Since we have broken all the dependencies of candidate vectors and attention weights of all hidden states from $t = 1, …, T$, at time-step/position, $t$, we can utilize the previous hidden states, current hidden state as well as future hidden states. I prefer to call $t$ position now that there are no recurrent computations really.

$h_t$ then becomes; \begin{equation} h_t = \left[h_t^1;~ h_t^2;~ …;~ h_t^N \right] \end{equation}

where $h_t^n = \sum_{i=1}^T \alpha_i^n V^n(f(x_i))$

and $\alpha_i^n \propto exp(ATT(K^n(f(x_i)), Q^n(f(x_t))))$

Great!!, now we have a more robust attention mechanism. One problem still persists though. With this mechanism, we can just permute the order of the hidden states and nothing changes. Is that the behavior we want? Hmm, No!

Let’s give a sense of position to the attention mechanism

We can do this by adding a position encoded vector, $p(i)$ (usually of same dimension) to each input. Each $p(i)$ comes from a positional embedding $p$. This positional embedding is independent of the actual token embeddings.

So $h_t$ becomes;

\begin{equation} h_t = \left[h_t^1;~ h_t^2;~ …;~ h_t^N \right] \end{equation}


$h_t^n = \sum_{i=1}^T \alpha_i^n V^n(f(x_i) + p(i))$

and $\alpha_i^n \propto exp(ATT(K^n(f(x_i)), Q^n(f(x_t) + p(i))))$

$p(i)$ is the position encoded vector for position $i$ from positional embedding $p$.

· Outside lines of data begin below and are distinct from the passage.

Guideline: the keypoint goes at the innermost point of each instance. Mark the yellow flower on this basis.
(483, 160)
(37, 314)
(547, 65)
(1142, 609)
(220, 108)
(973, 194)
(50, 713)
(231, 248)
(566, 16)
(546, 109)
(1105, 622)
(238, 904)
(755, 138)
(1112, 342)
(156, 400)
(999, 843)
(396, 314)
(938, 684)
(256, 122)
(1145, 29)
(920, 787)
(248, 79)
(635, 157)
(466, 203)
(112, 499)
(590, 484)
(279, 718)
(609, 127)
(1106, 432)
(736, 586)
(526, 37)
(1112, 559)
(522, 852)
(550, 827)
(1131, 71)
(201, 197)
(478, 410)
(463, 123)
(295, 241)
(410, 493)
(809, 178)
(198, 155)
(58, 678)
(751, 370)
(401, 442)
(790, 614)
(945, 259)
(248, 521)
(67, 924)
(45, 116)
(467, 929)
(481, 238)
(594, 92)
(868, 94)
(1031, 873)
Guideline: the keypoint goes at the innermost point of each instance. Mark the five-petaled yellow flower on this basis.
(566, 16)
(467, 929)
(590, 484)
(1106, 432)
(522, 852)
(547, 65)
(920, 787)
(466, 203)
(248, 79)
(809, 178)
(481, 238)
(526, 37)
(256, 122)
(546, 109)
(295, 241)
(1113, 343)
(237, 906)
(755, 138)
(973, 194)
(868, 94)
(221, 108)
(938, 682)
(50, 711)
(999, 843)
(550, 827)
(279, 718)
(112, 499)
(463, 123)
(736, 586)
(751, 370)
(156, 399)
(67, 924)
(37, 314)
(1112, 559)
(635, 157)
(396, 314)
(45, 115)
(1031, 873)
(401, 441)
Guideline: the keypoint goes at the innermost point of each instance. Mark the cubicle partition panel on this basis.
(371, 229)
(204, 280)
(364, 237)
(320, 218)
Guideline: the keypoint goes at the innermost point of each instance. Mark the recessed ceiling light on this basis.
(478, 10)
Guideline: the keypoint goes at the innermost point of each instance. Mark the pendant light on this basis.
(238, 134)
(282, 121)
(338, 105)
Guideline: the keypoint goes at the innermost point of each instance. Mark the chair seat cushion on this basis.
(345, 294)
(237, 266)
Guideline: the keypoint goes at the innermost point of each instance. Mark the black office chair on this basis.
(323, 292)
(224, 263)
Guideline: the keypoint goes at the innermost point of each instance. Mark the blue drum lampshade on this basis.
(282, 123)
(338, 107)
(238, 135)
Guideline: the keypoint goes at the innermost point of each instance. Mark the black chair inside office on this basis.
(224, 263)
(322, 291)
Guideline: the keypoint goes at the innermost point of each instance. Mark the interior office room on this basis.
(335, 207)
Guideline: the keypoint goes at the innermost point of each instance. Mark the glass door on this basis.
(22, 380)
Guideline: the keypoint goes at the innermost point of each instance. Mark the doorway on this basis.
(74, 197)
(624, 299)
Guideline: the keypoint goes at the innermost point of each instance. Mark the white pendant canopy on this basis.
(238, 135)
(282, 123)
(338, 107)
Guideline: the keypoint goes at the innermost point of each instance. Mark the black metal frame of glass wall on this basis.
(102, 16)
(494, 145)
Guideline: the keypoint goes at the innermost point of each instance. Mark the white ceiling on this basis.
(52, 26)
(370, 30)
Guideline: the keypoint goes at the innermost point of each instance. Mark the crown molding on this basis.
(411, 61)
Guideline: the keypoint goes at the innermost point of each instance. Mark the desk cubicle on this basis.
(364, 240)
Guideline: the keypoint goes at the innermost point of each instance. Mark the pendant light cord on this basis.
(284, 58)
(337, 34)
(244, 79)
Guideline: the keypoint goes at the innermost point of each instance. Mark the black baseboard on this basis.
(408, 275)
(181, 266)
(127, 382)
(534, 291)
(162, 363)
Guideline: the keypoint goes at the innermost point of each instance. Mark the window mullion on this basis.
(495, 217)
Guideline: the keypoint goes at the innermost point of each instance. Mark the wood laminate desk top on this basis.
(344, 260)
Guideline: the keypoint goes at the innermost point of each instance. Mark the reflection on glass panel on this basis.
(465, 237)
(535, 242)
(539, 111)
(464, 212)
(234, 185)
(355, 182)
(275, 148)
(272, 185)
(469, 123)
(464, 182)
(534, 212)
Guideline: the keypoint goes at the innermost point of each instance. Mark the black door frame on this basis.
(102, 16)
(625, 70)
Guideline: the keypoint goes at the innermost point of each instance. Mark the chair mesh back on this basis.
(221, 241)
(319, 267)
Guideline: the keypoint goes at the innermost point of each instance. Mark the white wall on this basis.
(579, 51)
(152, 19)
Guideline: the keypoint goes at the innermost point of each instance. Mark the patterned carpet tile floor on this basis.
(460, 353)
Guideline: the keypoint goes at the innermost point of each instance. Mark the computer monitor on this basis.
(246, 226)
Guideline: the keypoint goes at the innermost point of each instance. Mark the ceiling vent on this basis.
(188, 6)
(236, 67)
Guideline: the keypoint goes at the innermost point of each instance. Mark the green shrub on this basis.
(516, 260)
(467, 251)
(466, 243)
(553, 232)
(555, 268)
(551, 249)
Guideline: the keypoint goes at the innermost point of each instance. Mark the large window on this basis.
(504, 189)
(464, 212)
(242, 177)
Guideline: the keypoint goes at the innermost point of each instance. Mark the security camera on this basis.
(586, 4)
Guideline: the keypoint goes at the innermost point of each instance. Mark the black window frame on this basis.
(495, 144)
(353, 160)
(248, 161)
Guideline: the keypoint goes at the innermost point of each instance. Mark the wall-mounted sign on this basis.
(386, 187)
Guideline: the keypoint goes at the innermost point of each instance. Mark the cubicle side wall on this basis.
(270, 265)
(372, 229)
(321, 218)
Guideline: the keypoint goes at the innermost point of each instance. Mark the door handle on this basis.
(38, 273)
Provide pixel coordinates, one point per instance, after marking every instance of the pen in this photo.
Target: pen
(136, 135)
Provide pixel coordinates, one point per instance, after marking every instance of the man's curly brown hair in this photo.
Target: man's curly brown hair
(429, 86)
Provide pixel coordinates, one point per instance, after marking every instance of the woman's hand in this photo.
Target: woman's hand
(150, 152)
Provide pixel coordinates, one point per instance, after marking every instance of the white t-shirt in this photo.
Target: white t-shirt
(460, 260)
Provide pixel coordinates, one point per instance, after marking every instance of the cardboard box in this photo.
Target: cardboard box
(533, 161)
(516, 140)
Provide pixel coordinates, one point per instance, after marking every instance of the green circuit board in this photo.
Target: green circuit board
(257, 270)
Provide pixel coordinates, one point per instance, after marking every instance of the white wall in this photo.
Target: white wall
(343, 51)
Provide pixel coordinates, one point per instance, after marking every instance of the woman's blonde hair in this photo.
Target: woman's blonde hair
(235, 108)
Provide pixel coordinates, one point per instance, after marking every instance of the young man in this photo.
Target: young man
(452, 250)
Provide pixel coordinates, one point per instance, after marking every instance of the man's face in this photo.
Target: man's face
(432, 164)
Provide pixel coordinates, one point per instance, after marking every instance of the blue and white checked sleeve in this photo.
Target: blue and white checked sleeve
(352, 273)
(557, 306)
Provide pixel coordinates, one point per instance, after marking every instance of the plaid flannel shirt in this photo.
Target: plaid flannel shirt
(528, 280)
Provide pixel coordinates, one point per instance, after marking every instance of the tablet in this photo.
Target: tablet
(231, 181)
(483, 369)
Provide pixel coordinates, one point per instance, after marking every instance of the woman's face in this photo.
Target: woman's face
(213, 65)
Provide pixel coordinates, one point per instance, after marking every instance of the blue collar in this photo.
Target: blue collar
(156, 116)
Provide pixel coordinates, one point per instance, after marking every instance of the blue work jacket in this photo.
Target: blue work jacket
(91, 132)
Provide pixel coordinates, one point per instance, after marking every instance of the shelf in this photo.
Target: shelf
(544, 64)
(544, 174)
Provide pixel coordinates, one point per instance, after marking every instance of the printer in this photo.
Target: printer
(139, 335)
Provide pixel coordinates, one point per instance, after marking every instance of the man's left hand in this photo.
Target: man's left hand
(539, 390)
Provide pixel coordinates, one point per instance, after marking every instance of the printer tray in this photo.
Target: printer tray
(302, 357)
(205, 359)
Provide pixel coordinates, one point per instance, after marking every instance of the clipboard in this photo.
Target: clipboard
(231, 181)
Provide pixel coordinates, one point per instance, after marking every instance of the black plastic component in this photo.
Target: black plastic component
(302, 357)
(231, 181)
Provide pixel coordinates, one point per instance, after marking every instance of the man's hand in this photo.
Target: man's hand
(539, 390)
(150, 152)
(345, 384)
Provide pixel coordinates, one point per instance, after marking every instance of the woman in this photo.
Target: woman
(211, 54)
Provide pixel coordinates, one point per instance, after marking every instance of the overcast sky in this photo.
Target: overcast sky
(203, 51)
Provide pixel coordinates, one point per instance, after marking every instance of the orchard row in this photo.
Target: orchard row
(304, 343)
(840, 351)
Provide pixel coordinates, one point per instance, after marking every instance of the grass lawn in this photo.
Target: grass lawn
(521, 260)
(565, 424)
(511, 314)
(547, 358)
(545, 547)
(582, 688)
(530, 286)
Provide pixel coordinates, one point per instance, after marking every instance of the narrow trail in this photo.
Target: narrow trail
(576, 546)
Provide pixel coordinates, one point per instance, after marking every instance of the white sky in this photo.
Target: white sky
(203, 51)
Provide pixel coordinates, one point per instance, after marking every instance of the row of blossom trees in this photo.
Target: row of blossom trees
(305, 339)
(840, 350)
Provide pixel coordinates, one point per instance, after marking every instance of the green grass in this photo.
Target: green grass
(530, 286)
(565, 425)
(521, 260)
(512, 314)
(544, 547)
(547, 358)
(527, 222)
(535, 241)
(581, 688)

Learned positional embedding and function-based positional embedding (such as sinusoidal positional embedding) are the common positional embeddings. The Transformer uses the sinusoidal positional embedding due to the property that it can generalize to lengths not seen during training.

To this point, we have only been using linear projections as our functions. Do you think a sprinkle of non-linearity will help our model?

Let’s use Non-Linear Attention

As seen from our discussion, we can extract the following about the linearity of our Attention. With

\begin{equation} h_t^n = \sum_{i=1}^T \alpha_i^n V^n(f(x_i) + p(i)) \end{equation}

  • the hidden vectors calculated through attention are inherently linear and are just weighted sum of input vectors.
  • Also, $f(.)$ is often an identity function (especially for intermediate layers)
  • p, the positional embedding does not depend on the input.
  • the Values vector network, V is often a linear transformation.

With the following observations, it will be difficult for the attention to manipulate the attention weights to find a complicated combination. The solution will be to apply a post-attention non-linear function.

Let’s define $g(.)$ as the post-attention non-linear function, which is a feed-forward neural network in our case, applied to each time-step independently.

\begin{equation} h_t = g\left(\left[h_t^1;~ h_t^2;~ …;~ h_t^N \right]\right) \end{equation}

For higher efficiency, $g$ may be applied to each head independently. $h_t$ becomes;

\begin{equation} h_t = \left[g(h_t^1);~ g(h_t^2);~ …;~ g(h_t^N) \right] \end{equation}

This gives us the Non-Linear, Non-Causal, Positional Attention used by Transformer.

It has been a long ride. If you have got this far, you are a Genius!! You must have gotten something from the article. Let’s bring all together in one place.

Full Self-Attention Layer

In summary,

  • the context vector with a single attention mechanism is calculated thus; \begin{equation} h_t^n = \sum_{i=1}^T \alpha_i^n V^n(f(x_i) + p(i)) \end{equation}
  • which are then concatenated together, either before or after applying a nonlinear function \begin{equation} h_t = g\left(\left[h_t^1;~ h_t^2;~ …;~ h_t^N \right]\right) \end{equation} or \begin{equation} h_t = \left[g(h_t^1);~ g(h_t^2);~ …;~ g(h_t^N) \right] \end{equation}
  • then, the attention weight are calculated using the Key and Query vectors as well as positional encoding for the input \begin{equation} \alpha_i^n \propto exp(ATT(K^n(f(x_i) + p(i)), Q^n(f(x_t) + p(i)))) \end{equation}


In this article, we showed how we can move from a recurrent-based neural network with gates such as GRU to a self-attention based model such as Transformer with disentangled hidden states and weights, enabling parallel computations.